Dois Pesos, Duas Medidas

08/01/2010 14:04 - Raízes da África
Por Arísia Barros

Um exercício interessante para conhecer melhor a dinâmica das relações raciais no Brasil pode ser feito a partir do cruzamento de trajetórias e experiências distintas entre negros e brancos no trato com o Estado, principalmente, se forem de classes sociais diferentes.
A primeira experiência que sugiro é a leitura da sentença onde a Magistrada Geiza Diniz de Brasília absolveu o estudante universitário Marcelo Valle, branco, de classe média, acusado de racismo. Posteriormente, o Ministério Público recorreu da sentença e o estudante foi considerado culpado pelas acusações, em segunda instância, no caso conhecido como Marcelo Valle. Ele costumava se referir aos estudantes negros cotistas como “macacos”, “bosta” e dizia que eles roubavam as pessoas nas ruas e agora estariam roubando vagas nas universidades.
Uma experiência completamente diferente pode ser vista no documentário Justiça (2004), de Maria Augusta Ramos, que mostra o dia-dia do sistema penal no Rio de Janeiro. A cineasta acompanha interrogatórios, julgamentos e cenas da vida cotidiana de jovens negros moradores de favelas acusados de crimes como furto, roubo ou tráfico de drogas. Desde a instrução dos processos até a decisão final, fica nítido o caráter austero e simplório com o qual os magistrados definem o futuro das pessoas. Não se percebe ao longo do filme nenhum exercício de alteridade ou mesmo a disposição para ouvir as narrativas dos acusados, como se suas histórias fossem sempre as mesmas. Além disso, os mecanismos institucionais criados para garantir a ampla defesa, quando não eram ignorados eram utilizados de modo cerimonial.

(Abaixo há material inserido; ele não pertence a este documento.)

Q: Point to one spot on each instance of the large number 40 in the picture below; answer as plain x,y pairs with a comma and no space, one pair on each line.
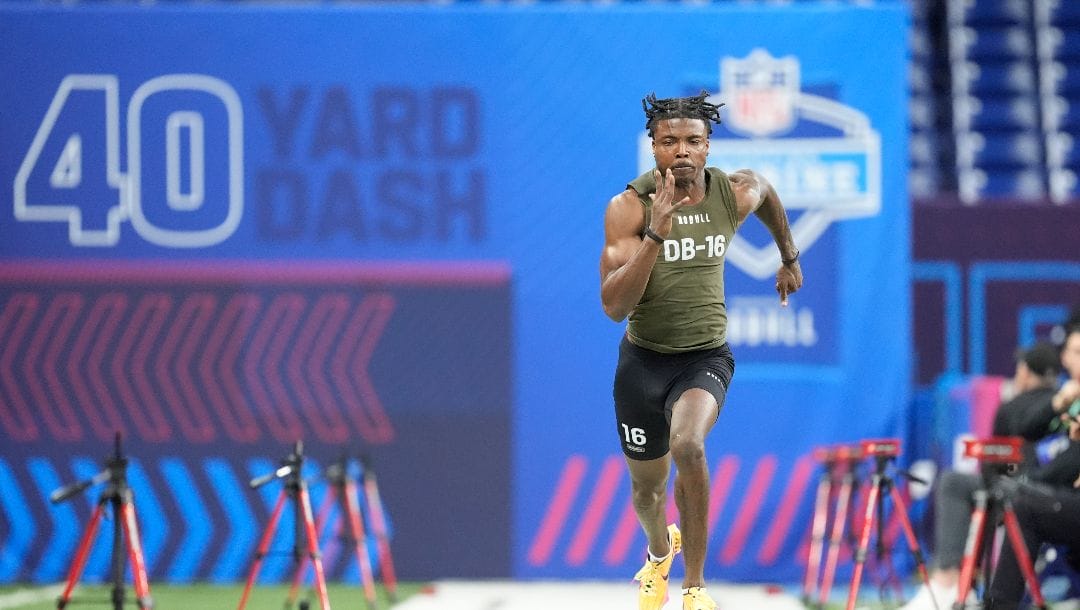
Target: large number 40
71,172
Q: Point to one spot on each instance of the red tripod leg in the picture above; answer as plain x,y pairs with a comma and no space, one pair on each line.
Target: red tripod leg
80,557
361,540
913,542
839,522
818,531
309,524
301,568
135,555
1023,557
264,547
972,547
379,528
864,541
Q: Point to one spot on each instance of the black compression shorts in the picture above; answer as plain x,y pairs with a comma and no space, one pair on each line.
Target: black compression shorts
647,383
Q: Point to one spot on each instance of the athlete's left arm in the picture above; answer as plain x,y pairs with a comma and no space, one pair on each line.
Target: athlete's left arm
755,194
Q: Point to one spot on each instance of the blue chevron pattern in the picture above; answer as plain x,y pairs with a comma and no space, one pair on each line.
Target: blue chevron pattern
198,519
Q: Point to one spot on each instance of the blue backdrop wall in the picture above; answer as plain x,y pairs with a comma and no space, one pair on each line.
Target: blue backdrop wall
377,229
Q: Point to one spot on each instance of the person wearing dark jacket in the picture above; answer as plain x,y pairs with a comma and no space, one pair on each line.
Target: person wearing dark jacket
1048,503
1034,382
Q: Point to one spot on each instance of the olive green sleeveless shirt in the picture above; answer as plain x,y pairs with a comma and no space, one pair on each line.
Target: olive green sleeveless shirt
683,306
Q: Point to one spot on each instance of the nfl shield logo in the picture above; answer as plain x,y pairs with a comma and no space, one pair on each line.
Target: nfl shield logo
760,91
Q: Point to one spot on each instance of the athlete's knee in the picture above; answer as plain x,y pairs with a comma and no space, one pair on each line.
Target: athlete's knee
648,497
687,450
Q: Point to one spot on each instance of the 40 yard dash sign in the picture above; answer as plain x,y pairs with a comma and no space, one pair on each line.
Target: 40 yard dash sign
72,174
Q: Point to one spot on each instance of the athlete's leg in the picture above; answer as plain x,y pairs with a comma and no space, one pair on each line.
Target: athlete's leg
649,484
693,415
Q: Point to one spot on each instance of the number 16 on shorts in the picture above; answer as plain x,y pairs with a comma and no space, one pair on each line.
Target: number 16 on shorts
634,438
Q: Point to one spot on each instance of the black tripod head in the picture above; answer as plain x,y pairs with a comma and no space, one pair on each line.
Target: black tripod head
289,468
115,471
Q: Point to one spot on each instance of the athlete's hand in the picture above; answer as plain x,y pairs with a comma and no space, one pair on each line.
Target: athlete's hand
663,207
788,280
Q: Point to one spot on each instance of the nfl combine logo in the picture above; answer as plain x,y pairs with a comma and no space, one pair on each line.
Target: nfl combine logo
760,92
834,174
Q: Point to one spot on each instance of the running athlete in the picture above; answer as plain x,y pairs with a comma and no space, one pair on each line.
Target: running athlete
662,266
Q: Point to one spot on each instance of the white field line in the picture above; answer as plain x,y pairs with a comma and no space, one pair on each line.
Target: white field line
27,596
461,595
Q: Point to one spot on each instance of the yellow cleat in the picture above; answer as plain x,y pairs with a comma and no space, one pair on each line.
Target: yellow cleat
652,592
696,598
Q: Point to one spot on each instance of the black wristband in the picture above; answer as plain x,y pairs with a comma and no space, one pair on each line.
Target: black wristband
652,235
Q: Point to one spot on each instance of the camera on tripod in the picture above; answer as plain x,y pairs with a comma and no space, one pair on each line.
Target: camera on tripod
880,447
995,450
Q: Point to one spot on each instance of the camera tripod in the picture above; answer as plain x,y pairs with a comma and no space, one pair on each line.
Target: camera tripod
838,460
998,455
124,527
379,527
883,451
341,489
296,489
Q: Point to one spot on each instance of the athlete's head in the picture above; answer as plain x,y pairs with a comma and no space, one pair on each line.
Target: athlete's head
693,107
679,129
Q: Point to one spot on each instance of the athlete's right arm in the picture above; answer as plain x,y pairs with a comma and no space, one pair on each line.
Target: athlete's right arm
628,259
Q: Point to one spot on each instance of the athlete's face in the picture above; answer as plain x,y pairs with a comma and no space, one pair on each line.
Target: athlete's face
680,145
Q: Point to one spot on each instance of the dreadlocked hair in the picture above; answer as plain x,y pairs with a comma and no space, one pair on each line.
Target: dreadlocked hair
693,107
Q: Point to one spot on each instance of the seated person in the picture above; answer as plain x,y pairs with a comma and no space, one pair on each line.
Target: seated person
1048,512
1028,415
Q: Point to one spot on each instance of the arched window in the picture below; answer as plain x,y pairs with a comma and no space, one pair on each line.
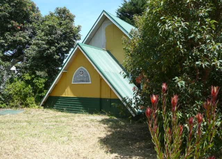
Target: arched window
81,76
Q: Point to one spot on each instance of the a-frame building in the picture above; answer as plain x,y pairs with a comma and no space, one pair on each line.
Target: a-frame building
92,78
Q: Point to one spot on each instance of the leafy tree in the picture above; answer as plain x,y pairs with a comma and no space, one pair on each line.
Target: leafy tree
131,8
36,45
180,43
17,28
56,35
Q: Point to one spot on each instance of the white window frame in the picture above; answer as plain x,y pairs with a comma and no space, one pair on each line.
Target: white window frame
90,81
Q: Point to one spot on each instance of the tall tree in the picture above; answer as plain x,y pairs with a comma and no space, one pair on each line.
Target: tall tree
37,45
130,8
178,42
32,42
17,28
56,35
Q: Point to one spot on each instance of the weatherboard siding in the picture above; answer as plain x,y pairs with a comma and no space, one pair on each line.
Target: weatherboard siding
114,42
97,89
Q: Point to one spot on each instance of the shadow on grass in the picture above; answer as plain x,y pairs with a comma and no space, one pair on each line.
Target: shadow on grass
128,140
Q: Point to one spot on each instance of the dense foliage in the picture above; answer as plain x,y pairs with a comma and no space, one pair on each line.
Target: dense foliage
37,45
131,8
178,42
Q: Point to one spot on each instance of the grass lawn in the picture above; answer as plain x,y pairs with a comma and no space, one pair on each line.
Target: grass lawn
42,133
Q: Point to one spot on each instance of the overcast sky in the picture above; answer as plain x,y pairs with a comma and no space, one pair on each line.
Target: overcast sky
86,11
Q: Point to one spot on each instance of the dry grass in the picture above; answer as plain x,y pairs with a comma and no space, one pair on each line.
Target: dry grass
41,133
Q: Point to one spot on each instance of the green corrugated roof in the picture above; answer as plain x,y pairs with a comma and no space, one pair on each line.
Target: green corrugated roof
124,25
110,70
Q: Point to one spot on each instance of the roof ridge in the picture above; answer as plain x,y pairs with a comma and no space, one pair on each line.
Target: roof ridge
91,46
118,18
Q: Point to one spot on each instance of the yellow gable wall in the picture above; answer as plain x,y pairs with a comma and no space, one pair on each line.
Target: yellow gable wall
97,89
114,37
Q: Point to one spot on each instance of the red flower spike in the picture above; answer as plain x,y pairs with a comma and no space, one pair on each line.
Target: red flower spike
207,104
134,89
191,121
174,101
169,131
164,88
148,112
199,117
139,79
214,91
154,99
181,130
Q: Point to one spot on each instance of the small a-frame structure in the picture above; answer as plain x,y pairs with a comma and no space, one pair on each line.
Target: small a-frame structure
92,78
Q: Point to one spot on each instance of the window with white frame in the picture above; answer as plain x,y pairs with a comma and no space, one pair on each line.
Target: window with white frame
81,76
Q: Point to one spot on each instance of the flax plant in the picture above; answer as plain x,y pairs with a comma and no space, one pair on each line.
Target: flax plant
200,132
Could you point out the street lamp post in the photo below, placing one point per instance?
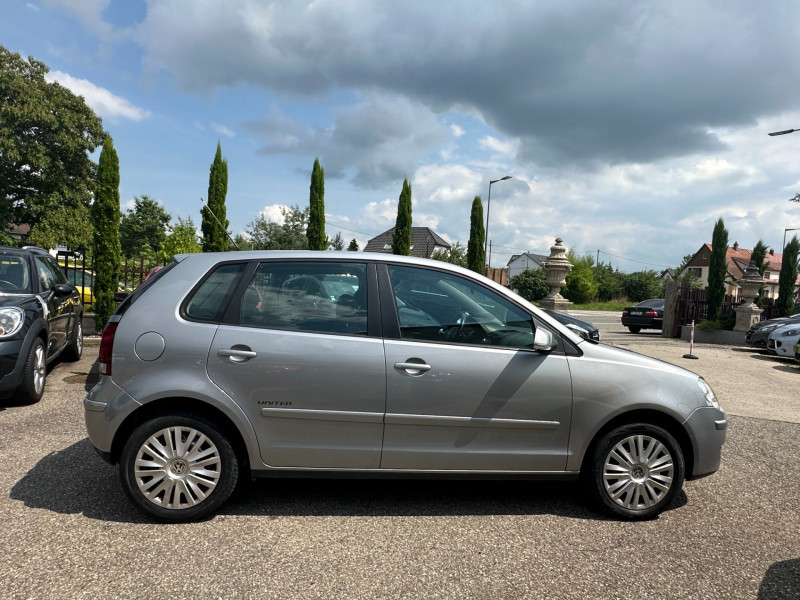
(783, 248)
(774, 133)
(488, 208)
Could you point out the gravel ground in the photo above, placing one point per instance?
(69, 532)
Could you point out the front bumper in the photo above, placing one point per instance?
(707, 429)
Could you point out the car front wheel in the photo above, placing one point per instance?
(178, 468)
(34, 375)
(75, 348)
(635, 471)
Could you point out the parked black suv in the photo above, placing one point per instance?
(40, 319)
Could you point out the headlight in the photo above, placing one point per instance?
(11, 320)
(711, 399)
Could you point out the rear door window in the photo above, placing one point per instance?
(210, 299)
(318, 297)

Por outro lado, no caso Marcelo Valle, analisado pelo Tribunal de Justiça do Distrito Federal, a Juíza chega a uma conclusão decisiva para a reflexão que proponho:
“É temerário que o juiz se abstenha de levar em consideração tais aspectos da psicologia criminal que, aliás, se tornou uma disciplina de muitos cursos de direito. O juiz de primeira instância tem contato direto com o acusado e todas as testemunhas e, assim sendo, pode concluir, como ora o faço, que o acusado Marcelo não é uma pessoa racista, mas sim um adolescente portador de transtorno emocional, que viveu toda sua vida sem uma orientação masculina, tendo uma mãe portadora de transtorno psiquiátrico e vivendo ora com ela, ora com a avó.”
O argumento citado não deixa dúvidas, existem dois tipos de atendimento judiciário no Brasil, um privilegiado e voltado para a classe média branca – já que os ricos parecem seguir inimputáveis – e busca compreender as origens do comportamento criminoso, as vulnerabilidades que os acusados de crimes estão suscetíveis ao longo de suas vidas e o risco que uma pena poderia causar para o futuro de um adolescente. No caso Marcelo Valle, a Juíza vai além, ao afirmar que o jovem seria vítima do movimento anti-racista em função da política de cotas para negros na UnB:
“‘Cotas geram ódio racial’ O presente processo é fruto de um ódio racial criado pelo sistema de cotas raciais para ingresso nas universidades públicas.”
Enquanto isto, em Justiça o procedimento é padrão, ou seja, dois pesos, duas medidas.